I'm passionate about building robust data pipelines and deriving insights from complex datasets. I love tackling new challenges and giving my all to every project.
My Story.
My journey into the world of data began not in a computer lab, but in a civil engineering classroom. I was fascinated by the power of MATLAB, modeling complex systems and finding elegant solutions to challenging problems. This passion for problem-solving led me to get my first MacBook and dive into the world of programming, starting with iOS development.
The thrill of building something from scratch, of seeing my ideas come to life, was intoxicating. But I soon realized that what truly captivated me was the data that powered these applications. I became obsessed with understanding how data was stored, processed, and leveraged to create meaningful experiences. This newfound passion led me to a career as a Data Engineer at Experian, where I could immerse myself in the world of big data.

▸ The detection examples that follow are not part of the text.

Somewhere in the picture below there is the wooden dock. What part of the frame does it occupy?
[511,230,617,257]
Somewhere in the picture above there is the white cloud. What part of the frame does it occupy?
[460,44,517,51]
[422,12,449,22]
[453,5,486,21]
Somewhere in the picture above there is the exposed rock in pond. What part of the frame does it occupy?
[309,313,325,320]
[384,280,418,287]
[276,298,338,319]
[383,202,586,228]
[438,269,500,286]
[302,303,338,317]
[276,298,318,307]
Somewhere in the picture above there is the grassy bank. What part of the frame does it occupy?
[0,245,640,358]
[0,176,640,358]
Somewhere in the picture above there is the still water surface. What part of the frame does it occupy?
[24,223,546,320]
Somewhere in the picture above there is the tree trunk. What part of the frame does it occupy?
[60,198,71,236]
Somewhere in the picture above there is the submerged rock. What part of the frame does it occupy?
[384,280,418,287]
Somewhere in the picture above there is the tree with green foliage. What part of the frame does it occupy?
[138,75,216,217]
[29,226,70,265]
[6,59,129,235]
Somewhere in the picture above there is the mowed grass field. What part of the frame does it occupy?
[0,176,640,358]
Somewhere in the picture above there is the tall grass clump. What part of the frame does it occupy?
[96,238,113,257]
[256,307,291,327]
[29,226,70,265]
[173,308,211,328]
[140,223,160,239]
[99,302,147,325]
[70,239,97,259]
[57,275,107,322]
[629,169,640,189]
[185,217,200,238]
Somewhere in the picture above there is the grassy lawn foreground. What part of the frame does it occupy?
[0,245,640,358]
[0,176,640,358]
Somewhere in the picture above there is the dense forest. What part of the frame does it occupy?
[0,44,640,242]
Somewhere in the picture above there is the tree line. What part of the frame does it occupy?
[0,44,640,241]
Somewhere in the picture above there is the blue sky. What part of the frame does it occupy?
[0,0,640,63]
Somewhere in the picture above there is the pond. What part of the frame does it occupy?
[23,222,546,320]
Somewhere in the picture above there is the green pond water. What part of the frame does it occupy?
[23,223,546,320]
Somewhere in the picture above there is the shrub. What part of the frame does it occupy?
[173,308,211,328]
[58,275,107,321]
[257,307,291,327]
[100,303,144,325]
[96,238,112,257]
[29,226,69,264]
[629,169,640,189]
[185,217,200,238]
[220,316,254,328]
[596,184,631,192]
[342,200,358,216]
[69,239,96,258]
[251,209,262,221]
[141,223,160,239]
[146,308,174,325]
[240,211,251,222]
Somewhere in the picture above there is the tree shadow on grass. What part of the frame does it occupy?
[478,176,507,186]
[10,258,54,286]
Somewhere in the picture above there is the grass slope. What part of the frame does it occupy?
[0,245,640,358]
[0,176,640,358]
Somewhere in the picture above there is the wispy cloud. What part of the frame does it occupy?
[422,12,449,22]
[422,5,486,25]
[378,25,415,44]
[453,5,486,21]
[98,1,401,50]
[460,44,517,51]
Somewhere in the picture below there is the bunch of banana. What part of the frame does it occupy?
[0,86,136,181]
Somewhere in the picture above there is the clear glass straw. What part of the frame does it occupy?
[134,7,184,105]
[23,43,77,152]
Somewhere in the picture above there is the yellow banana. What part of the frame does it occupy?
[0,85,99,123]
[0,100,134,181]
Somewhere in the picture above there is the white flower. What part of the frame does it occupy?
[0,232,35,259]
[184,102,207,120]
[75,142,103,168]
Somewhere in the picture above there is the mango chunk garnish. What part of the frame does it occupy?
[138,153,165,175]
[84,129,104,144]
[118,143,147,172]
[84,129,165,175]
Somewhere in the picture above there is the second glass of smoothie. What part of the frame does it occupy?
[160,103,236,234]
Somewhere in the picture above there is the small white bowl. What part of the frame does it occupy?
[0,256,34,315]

I've had the privilege of working with a diverse range of technologies, from relational databases like SQL, Python, Java, and JavaScript, and delving into the world of distributed computing with big data frameworks. I'm proficient in building and maintaining robust CI/CD pipelines using tools like Docker and Jenkins, ensuring that data flows seamlessly and reliably from source to destination.
I'm a firm believer in the power of open source and am always exploring new tools and technologies to expand my skillset. I'm excited to see what the future holds and am always open to new challenges and opportunities.
2018 - Present
2018 - Present
Senior Data Engineer
Experian
Led the development of high-performance data APIs and automated CI/CD pipelines, significantly improving data processing speeds and client onboarding efficiency.
2016 - 2017
2016 - 2017
Data Engineer
Thames Water
Built and maintained scalable data pipelines for processing smart meter data, and developed monitoring dashboards for system health and water usage analytics.
Experience.
API Development & Performance Optimisation
- Engineered and deployed a high-performance Python 3 FastAPI service to replace a legacy Python 2 CLI tool for address data correction. Implemented parallel processing with multiple workers, achieving a 3x improvement in performance.
- Developed a Java Spring Boot RESTful API and a serverless Python AWS Lambda (deployed with Terraform) for large-scale data aggregation from a PostgreSQL database with tables containing over a billion records. Optimised query performance by leveraging native database functions to pre-aggregate data, significantly reducing latency.
- Processed and maintained large-scale CAIS/CATO data feeds for credit reporting, ensuring data accuracy and compliance within a high-security environment.
- Built a custom Python API wrapper to interface with third-party C libraries, ensuring seamless integration with an external address validation service.
- Designed and delivered a bespoke, type-safe Python API for a key client, innovatively overcoming the limitations of an older Python 3.6 environment to meet stringent requirements.